Today we will practice concurrent programing by rewriting our serial code to one parallelized with MPI. The problem to be solved is the simple, linear advection with periodic boundary conditions. We will limit our attempts to the explicit version of the solver, but mind that implicit can be parallelized as well.
The usuall approach to parallelization for problems that “solve something” over a certain domain is to split this domain amongst processors. The assumption is that computational work is proportional to the number of unknows distributed over this domain. Those are usually associated with the computational mesh. Consequently the first step involves partitioning the mesh. Such partitioning should fulfill two main cryteria: * equally distribute the workload, * minimize resulting communications. Our mesh is rather simple, so partitioning will not be a problem.
Start by adding the MPI_Init();
and
MPI_Finalize();
to the begining and the end of your code.
It is good to check if all components work and compile.
Knowing the size
of the problem and the number of
processors, as well as the rank
of the current process
determine the local problem size and allocate memory accordingly. Then
initiallize the problem, each processor works with its own chunk of
data.
Redesign the dump_solution
function so it can be used in
parallel. You can use MPI_Send
and MPI_Recv
to
synchronize the output.
Print current solution u
and the rank
so we
can verify if all is OK using our favorite plotting program.
We need to modify one of the functions performing the explicit
solution step. Since our problem is periodic and our partitioning
“continous” the first process will need to communicate with the last and
each process with the next one. This brings about a problem. We can
either initialize the comunication such that the first communicates with
the second, the second recives the message and than sends one to the
next and so on. This does not seem like a good idea since processes will
have to synchronize and than would wait for other processes to finish.

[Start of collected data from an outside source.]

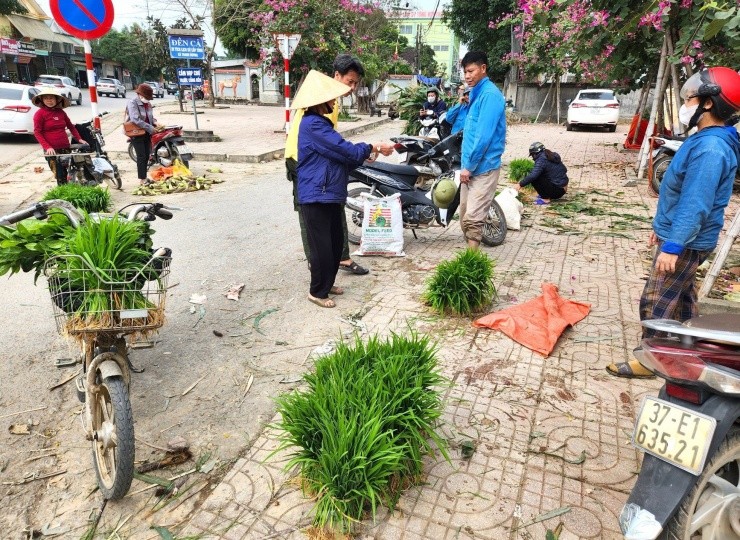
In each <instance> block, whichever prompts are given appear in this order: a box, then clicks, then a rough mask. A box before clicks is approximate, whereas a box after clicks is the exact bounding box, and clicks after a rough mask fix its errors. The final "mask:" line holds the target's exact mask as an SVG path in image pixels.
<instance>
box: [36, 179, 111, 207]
mask: <svg viewBox="0 0 740 540" xmlns="http://www.w3.org/2000/svg"><path fill="white" fill-rule="evenodd" d="M51 199H62V200H63V201H68V202H70V203H72V204H73V205H74V206H75V207H76V208H78V209H80V210H84V211H85V212H89V213H96V212H108V211H109V210H110V205H111V198H110V193H109V192H108V189H107V188H106V189H104V188H101V187H96V186H81V185H80V184H64V185H61V186H57V187H55V188H52V189H50V190H49V191H47V192H46V194H45V195H44V200H45V201H49V200H51Z"/></svg>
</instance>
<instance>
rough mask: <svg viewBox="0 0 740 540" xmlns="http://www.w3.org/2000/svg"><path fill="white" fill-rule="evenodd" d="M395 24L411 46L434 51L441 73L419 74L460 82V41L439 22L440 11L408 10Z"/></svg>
mask: <svg viewBox="0 0 740 540" xmlns="http://www.w3.org/2000/svg"><path fill="white" fill-rule="evenodd" d="M397 21H398V22H397V25H398V31H399V33H400V34H401V35H402V36H404V37H405V38H406V39H407V40H408V44H409V46H410V47H417V46H418V45H429V46H430V47H431V48H432V49H433V50H434V59H435V60H436V62H437V65H438V66H439V67H440V73H422V75H425V76H427V77H434V76H440V75H441V76H443V77H444V78H445V79H446V80H448V81H453V82H456V81H457V80H458V79H459V67H460V66H459V61H460V38H458V37H457V36H456V35H455V33H454V32H453V31H452V30H451V29H450V28H449V27H448V26H447V25H446V24H444V23H443V22H442V12H441V11H436V12H435V11H409V12H406V13H404V14H403V15H402V16H401V17H400V18H399V19H398V20H397ZM417 44H418V45H417Z"/></svg>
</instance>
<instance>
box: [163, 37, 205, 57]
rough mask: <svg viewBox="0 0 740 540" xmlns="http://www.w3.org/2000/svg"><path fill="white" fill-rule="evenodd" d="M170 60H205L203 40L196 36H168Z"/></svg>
mask: <svg viewBox="0 0 740 540" xmlns="http://www.w3.org/2000/svg"><path fill="white" fill-rule="evenodd" d="M168 38H169V43H170V58H175V59H182V60H205V58H206V54H205V49H204V47H203V38H202V37H196V36H168Z"/></svg>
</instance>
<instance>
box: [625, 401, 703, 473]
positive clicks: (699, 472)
mask: <svg viewBox="0 0 740 540" xmlns="http://www.w3.org/2000/svg"><path fill="white" fill-rule="evenodd" d="M716 427H717V420H715V419H714V418H712V417H711V416H707V415H706V414H701V413H697V412H695V411H692V410H690V409H687V408H686V407H681V406H680V405H676V404H675V403H668V402H667V401H663V400H662V399H658V398H655V397H651V396H647V397H645V399H643V401H642V405H641V406H640V412H639V414H638V415H637V420H636V421H635V431H634V433H633V434H632V443H633V444H634V445H635V446H636V447H638V448H640V449H642V450H644V451H646V452H649V453H650V454H653V455H654V456H656V457H658V458H660V459H662V460H664V461H667V462H668V463H672V464H673V465H675V466H676V467H679V468H681V469H683V470H685V471H688V472H690V473H692V474H695V475H699V474H701V471H702V470H703V469H704V462H705V461H706V459H707V452H708V451H709V445H710V444H711V442H712V435H713V434H714V430H715V428H716Z"/></svg>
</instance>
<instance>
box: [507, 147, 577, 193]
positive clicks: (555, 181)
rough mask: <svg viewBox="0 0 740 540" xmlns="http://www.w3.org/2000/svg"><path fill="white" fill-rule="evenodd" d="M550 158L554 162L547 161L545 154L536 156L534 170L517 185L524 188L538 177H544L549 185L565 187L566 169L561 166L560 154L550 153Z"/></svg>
mask: <svg viewBox="0 0 740 540" xmlns="http://www.w3.org/2000/svg"><path fill="white" fill-rule="evenodd" d="M552 158H553V160H554V161H550V160H549V159H547V156H546V155H545V152H544V151H543V152H540V153H539V154H537V158H536V159H535V160H534V168H533V169H532V172H530V173H529V174H528V175H527V176H525V177H524V178H522V179H521V180H520V181H519V185H520V186H522V187H524V186H528V185H529V184H531V183H532V181H533V180H536V179H537V178H539V177H540V176H542V175H544V177H545V179H546V180H548V181H549V182H550V183H551V184H553V185H556V186H558V187H565V186H567V185H568V175H567V174H566V173H567V172H568V168H567V167H566V166H565V165H564V164H563V162H562V161H561V159H560V154H558V153H557V152H552Z"/></svg>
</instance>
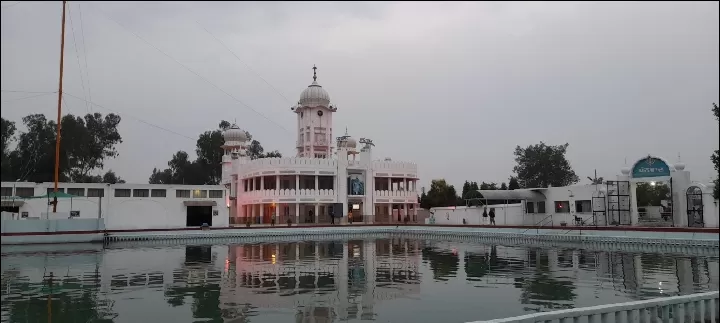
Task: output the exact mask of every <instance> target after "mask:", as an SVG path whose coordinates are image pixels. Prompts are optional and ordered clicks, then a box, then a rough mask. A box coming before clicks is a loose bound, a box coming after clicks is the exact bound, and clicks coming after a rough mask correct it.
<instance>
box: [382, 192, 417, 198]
mask: <svg viewBox="0 0 720 323" xmlns="http://www.w3.org/2000/svg"><path fill="white" fill-rule="evenodd" d="M417 195H418V194H417V192H415V191H375V197H417Z"/></svg>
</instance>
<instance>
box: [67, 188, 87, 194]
mask: <svg viewBox="0 0 720 323" xmlns="http://www.w3.org/2000/svg"><path fill="white" fill-rule="evenodd" d="M68 194H70V195H75V196H85V189H84V188H82V187H80V188H78V187H68Z"/></svg>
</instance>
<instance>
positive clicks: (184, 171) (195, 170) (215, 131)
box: [148, 120, 282, 185]
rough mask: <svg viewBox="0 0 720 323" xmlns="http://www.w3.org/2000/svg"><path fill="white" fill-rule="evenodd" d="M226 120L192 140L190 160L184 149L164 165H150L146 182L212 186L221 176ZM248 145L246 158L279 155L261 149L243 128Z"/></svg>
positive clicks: (149, 182) (280, 155) (216, 181)
mask: <svg viewBox="0 0 720 323" xmlns="http://www.w3.org/2000/svg"><path fill="white" fill-rule="evenodd" d="M230 126H231V125H230V123H229V122H227V121H225V120H222V121H220V123H219V124H218V129H216V130H213V131H205V132H203V133H202V134H200V136H198V140H197V141H196V142H195V153H196V154H197V158H196V159H195V160H191V159H190V156H189V155H188V153H187V152H185V151H178V152H176V153H175V154H174V155H173V157H172V158H171V159H170V161H168V163H167V165H168V168H166V169H158V168H153V171H152V173H151V174H150V177H149V178H148V182H149V183H150V184H190V185H204V184H210V185H216V184H219V183H220V180H221V177H222V157H223V154H224V153H223V149H222V145H223V144H224V143H225V139H224V138H223V131H225V130H226V129H228V128H230ZM246 134H247V137H248V140H249V141H250V145H249V147H248V149H247V153H248V156H249V157H250V159H257V158H269V157H282V155H281V154H280V152H278V151H277V150H275V151H271V152H267V153H265V149H264V148H263V146H262V145H261V144H260V142H259V141H257V140H252V135H250V133H249V132H247V131H246Z"/></svg>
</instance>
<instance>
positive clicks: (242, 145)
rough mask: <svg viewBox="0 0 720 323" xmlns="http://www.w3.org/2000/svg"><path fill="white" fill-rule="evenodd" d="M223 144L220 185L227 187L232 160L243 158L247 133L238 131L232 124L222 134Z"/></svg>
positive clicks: (246, 139) (243, 131) (229, 176)
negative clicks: (223, 139) (220, 180)
mask: <svg viewBox="0 0 720 323" xmlns="http://www.w3.org/2000/svg"><path fill="white" fill-rule="evenodd" d="M223 139H225V143H224V144H223V145H222V149H223V152H224V153H223V158H222V184H223V185H225V186H229V184H230V182H231V179H232V178H231V175H232V168H233V167H232V164H233V161H234V160H237V159H238V158H240V157H243V156H245V154H246V153H245V143H246V142H247V139H248V138H247V133H246V132H245V131H244V130H242V129H240V127H238V126H237V124H234V123H233V124H232V126H230V128H228V129H227V130H225V131H224V132H223Z"/></svg>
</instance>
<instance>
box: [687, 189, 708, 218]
mask: <svg viewBox="0 0 720 323" xmlns="http://www.w3.org/2000/svg"><path fill="white" fill-rule="evenodd" d="M685 198H686V201H687V217H688V226H689V227H698V228H702V227H704V226H705V220H704V217H703V216H704V214H703V205H702V189H700V188H699V187H697V186H690V187H689V188H688V190H687V192H685Z"/></svg>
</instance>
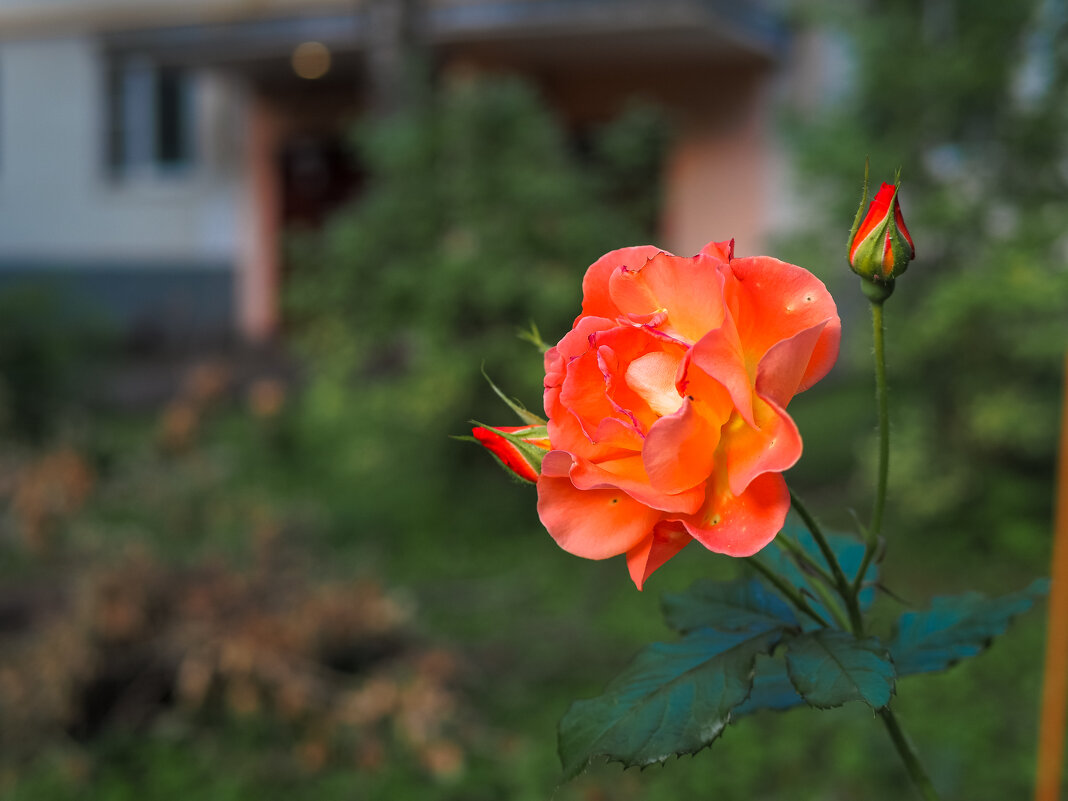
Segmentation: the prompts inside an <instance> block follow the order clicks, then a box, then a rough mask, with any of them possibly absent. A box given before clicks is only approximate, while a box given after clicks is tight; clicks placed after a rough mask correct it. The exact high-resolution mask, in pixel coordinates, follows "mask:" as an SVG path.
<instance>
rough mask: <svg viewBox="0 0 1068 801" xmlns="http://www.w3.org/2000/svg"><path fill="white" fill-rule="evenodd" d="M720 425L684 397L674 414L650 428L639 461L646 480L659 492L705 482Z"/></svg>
mask: <svg viewBox="0 0 1068 801" xmlns="http://www.w3.org/2000/svg"><path fill="white" fill-rule="evenodd" d="M719 441H720V425H719V424H717V422H716V421H712V420H709V419H708V418H706V417H705V415H704V414H702V413H701V412H700V411H698V409H697V406H696V404H695V403H694V402H693V400H689V399H688V400H686V402H685V403H684V404H682V407H681V408H680V409H679V410H678V411H677V412H675V413H674V414H672V415H670V417H666V418H661V419H660V420H658V421H657V422H656V424H655V425H654V426H653V427H651V428H650V429H649V433H648V435H647V436H646V438H645V447H643V449H642V462H643V464H644V466H645V472H646V473H647V474H648V476H649V484H650V485H651V486H653V487H654V489H657V490H659V491H661V492H681V491H684V490H687V489H690V488H691V487H695V486H697V485H698V484H704V483H705V482H706V481H708V476H709V475H710V474H711V472H712V467H713V466H714V459H716V446H717V445H718V444H719Z"/></svg>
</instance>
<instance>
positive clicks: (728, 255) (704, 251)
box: [701, 239, 734, 262]
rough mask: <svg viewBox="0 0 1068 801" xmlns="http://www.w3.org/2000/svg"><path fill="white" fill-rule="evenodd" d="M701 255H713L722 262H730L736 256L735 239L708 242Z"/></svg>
mask: <svg viewBox="0 0 1068 801" xmlns="http://www.w3.org/2000/svg"><path fill="white" fill-rule="evenodd" d="M701 255H703V256H711V257H712V258H717V260H719V261H721V262H729V261H731V260H732V258H734V239H727V240H725V241H722V242H708V245H706V246H705V247H704V248H702V249H701Z"/></svg>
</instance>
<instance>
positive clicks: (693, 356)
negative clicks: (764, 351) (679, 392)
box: [679, 320, 756, 427]
mask: <svg viewBox="0 0 1068 801" xmlns="http://www.w3.org/2000/svg"><path fill="white" fill-rule="evenodd" d="M754 372H755V364H754ZM713 382H714V384H718V386H719V387H720V388H722V389H724V390H726V393H727V395H728V396H729V399H731V403H732V404H733V405H734V407H735V408H736V409H737V410H738V413H739V414H741V417H742V420H744V421H745V422H747V423H749V424H750V425H752V426H754V427H755V426H756V421H755V420H754V419H753V377H751V376H750V373H749V368H748V365H747V363H745V354H744V350H743V349H742V343H741V341H740V340H739V339H738V332H737V331H736V330H735V327H734V323H733V321H732V320H727V321H725V323H724V324H723V326H722V327H720V328H718V329H717V330H714V331H710V332H709V333H708V334H706V335H705V336H703V337H702V339H701V341H700V342H697V344H696V345H694V346H693V347H692V348H691V349H690V352H689V354H687V358H686V360H685V364H684V368H682V372H681V378H680V379H679V383H680V388H681V391H682V392H684V393H685V394H687V395H693V396H695V397H697V398H702V399H707V402H709V403H712V402H713V398H716V396H717V395H718V394H719V391H718V390H717V389H716V387H714V386H712V384H713ZM714 403H721V402H719V400H714ZM728 417H729V415H728Z"/></svg>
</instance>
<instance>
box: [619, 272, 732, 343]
mask: <svg viewBox="0 0 1068 801" xmlns="http://www.w3.org/2000/svg"><path fill="white" fill-rule="evenodd" d="M718 264H719V263H718V262H717V261H716V260H713V258H710V257H708V256H694V257H693V258H680V257H679V256H673V255H670V254H668V253H658V254H657V255H655V256H654V257H653V258H650V260H649V261H648V262H646V263H645V265H644V266H643V267H641V268H639V269H637V270H633V269H621V270H617V271H615V272H613V273H612V274H611V276H610V278H609V293H610V295H611V296H612V301H613V302H614V303H615V304H616V307H618V308H619V309H621V310H623V311H624V312H626V313H627V314H629V315H651V314H656V313H657V312H660V311H664V312H666V313H668V317H666V319H664V320H663V321H662V323H660V325H658V326H657V328H659V329H660V330H661V331H664V332H666V333H669V334H671V335H672V336H675V337H676V339H679V340H681V341H684V342H687V343H693V342H696V341H697V340H700V339H701V337H702V336H704V335H705V334H706V333H707V332H708V331H710V330H711V329H713V328H719V327H720V326H721V325H722V323H723V315H724V307H723V274H722V273H721V271H720V269H719V268H718V266H717V265H718Z"/></svg>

To couter that we will apply the non-blocking communication. In the
nonblocking communication the send/recive operations do not lock
control, but mearly indicate that the buffer should be send to or
recived from with the control imedietly returning to the caller. The
price is the fact, that before clearing out the buffer or reading the
data we will need to check if the comunication operation has completed.
This is done with MPI_Wait
, MPI_Status
and
MPI_Request
.
We will discuss positioning the calls while coding this out.
So the code is ready and compiles without errors. But is it working as expected? In general debuging a prallel code brings on a new dimension of problems as there is a number of new things that could be going wrong.